The Republic has the most progressive tax system in the European Union in terms of delivering income equality, according to a study by the Economic and Social Research Institute (ESRI).
However, the report has dealt a blow to Fine Gael proposals to ease the tax burden on middle-income earners by raising the entry level to €50,000 for a single person and to €100,000 for a double-income couple.
While not referring to the Fine Gael proposals specifically, the ESRI has calculated that these changes – due to be phased in over five years – would increase income inequality by shifting more income from high earners into the lower, standard-rate band.
The changes, it said, would move the Republic from being the 13th most unequal state in the EU in terms of household income to the 10th, on a par with the UK.
As the tax regime stands, the entry point at which earners pay the higher 40 per cent rate of income tax (€35,300) is just 10 per cent below the average industrial wage.
The number of workers paying income tax at the higher rate has more than doubled since 2010 to just under 600,000.
Fine Gael made easing the tax burden for low- and middle-income earners a central plank of its programme for government when elected in 2016 but was forced to forgo planned changes to the income tax code in the last budget because of Brexit.
Central aim
A Fine Gael spokesman confirmed on Wednesday that increasing the entry point to the top rate of income tax was still a central aim.
The ESRI’s study found that while the distribution of household income in the Republic before taxes and benefits is the most unequal in the EU, the State’s “highly progressive” tax system substantially offsets this, bringing inequality in take-home income very close to the EU average.

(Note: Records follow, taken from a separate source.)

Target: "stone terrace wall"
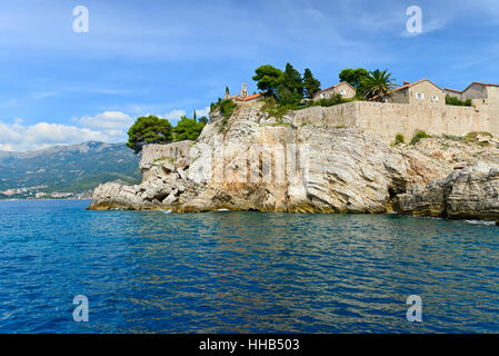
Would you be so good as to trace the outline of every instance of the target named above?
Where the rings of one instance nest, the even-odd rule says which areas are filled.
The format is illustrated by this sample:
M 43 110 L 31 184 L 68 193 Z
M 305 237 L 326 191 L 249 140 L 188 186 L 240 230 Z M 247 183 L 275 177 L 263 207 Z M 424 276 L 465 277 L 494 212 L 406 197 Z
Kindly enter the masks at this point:
M 406 141 L 418 130 L 432 135 L 462 136 L 471 131 L 493 131 L 486 108 L 456 106 L 411 106 L 387 102 L 347 102 L 329 108 L 313 107 L 296 111 L 296 126 L 355 126 L 379 135 L 386 144 L 402 134 Z

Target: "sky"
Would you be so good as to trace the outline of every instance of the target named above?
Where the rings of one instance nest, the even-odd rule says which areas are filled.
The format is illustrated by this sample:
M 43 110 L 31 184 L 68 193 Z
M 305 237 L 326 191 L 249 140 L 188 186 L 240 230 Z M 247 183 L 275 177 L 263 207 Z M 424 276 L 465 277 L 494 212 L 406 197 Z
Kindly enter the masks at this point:
M 88 9 L 88 32 L 73 29 Z M 411 6 L 421 31 L 408 32 Z M 79 20 L 77 21 L 79 24 Z M 0 4 L 0 150 L 124 142 L 139 116 L 207 115 L 261 65 L 388 69 L 462 90 L 499 83 L 499 3 L 453 1 L 16 0 Z

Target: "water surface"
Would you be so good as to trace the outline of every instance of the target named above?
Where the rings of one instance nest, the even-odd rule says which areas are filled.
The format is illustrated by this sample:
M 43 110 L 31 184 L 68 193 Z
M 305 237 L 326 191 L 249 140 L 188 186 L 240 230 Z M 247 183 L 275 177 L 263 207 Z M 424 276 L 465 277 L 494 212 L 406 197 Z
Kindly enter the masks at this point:
M 495 226 L 88 204 L 0 201 L 0 333 L 499 332 Z

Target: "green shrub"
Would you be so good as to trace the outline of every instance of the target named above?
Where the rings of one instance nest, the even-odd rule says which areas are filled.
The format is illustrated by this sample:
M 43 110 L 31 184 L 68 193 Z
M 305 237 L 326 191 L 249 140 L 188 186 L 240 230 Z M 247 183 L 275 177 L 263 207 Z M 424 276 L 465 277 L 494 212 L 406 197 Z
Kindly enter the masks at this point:
M 271 117 L 275 118 L 281 118 L 286 113 L 292 110 L 299 110 L 301 109 L 300 106 L 292 103 L 292 105 L 280 105 L 276 98 L 269 97 L 265 99 L 265 103 L 261 107 L 261 111 L 267 112 Z
M 468 142 L 478 142 L 478 136 L 488 136 L 488 137 L 492 137 L 492 134 L 489 134 L 489 132 L 477 132 L 477 131 L 473 131 L 473 132 L 469 132 L 469 134 L 467 134 L 467 135 L 465 135 L 465 140 L 466 141 L 468 141 Z
M 430 137 L 431 136 L 429 136 L 427 132 L 420 130 L 420 131 L 416 132 L 415 137 L 412 137 L 410 142 L 411 142 L 411 145 L 416 145 L 423 138 L 430 138 Z
M 470 107 L 471 106 L 471 99 L 462 101 L 462 100 L 459 100 L 456 97 L 447 96 L 446 97 L 446 103 L 447 105 L 453 105 L 453 106 L 457 106 L 457 107 Z
M 232 100 L 222 100 L 220 101 L 220 113 L 226 118 L 230 118 L 233 113 L 233 110 L 238 107 L 236 102 Z

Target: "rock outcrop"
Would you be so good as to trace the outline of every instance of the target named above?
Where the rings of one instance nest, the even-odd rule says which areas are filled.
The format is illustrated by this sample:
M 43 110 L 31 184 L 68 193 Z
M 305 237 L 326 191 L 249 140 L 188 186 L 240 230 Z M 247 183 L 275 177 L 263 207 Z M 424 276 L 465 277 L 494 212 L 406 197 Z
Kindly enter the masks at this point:
M 415 186 L 397 197 L 396 209 L 401 214 L 499 219 L 499 169 L 479 164 L 456 170 L 428 187 Z
M 499 218 L 496 141 L 389 146 L 356 128 L 292 122 L 293 112 L 275 118 L 261 102 L 238 105 L 230 119 L 214 112 L 181 161 L 149 149 L 141 185 L 101 185 L 89 208 Z

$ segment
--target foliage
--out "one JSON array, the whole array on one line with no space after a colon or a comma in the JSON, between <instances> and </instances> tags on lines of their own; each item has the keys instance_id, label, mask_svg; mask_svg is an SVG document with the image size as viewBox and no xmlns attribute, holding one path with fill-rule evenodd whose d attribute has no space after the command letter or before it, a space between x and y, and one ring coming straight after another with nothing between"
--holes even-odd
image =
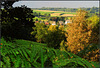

The inequality in income before taxes and benefits is explained by the high proportion of working-age households in Ireland without any market income rather than a disparity in wage rates.
Some 30 per cent of single adults of a working age and living alone had no market income, one of the highest rates in the EU, the report found. Similarly a third of single-parent households had no market income, which was the highest level in the EU.
The report found that no other tax system in Europe did more to reduce household income inequality than that of the Republic.
Progressive features
"Before taxes, inequality in Irish household income is much higher than the EU average. But our tax system does more to reduce this than any other country in Europe, " the report's author Barra Roantree said.
“Two particularly progressive features of our tax system are the broad-based USC and the early level that the higher-rate of income tax kicks in. Together, these bring the level of inequality in take-home income very close to the EU average,” he said.
The report also found that inequality in income before taxes and benefits in Ireland has increased over the past 30 years with the top 10 per cent of households here now taking home more than 2.6 times the income of the median – or middle – households.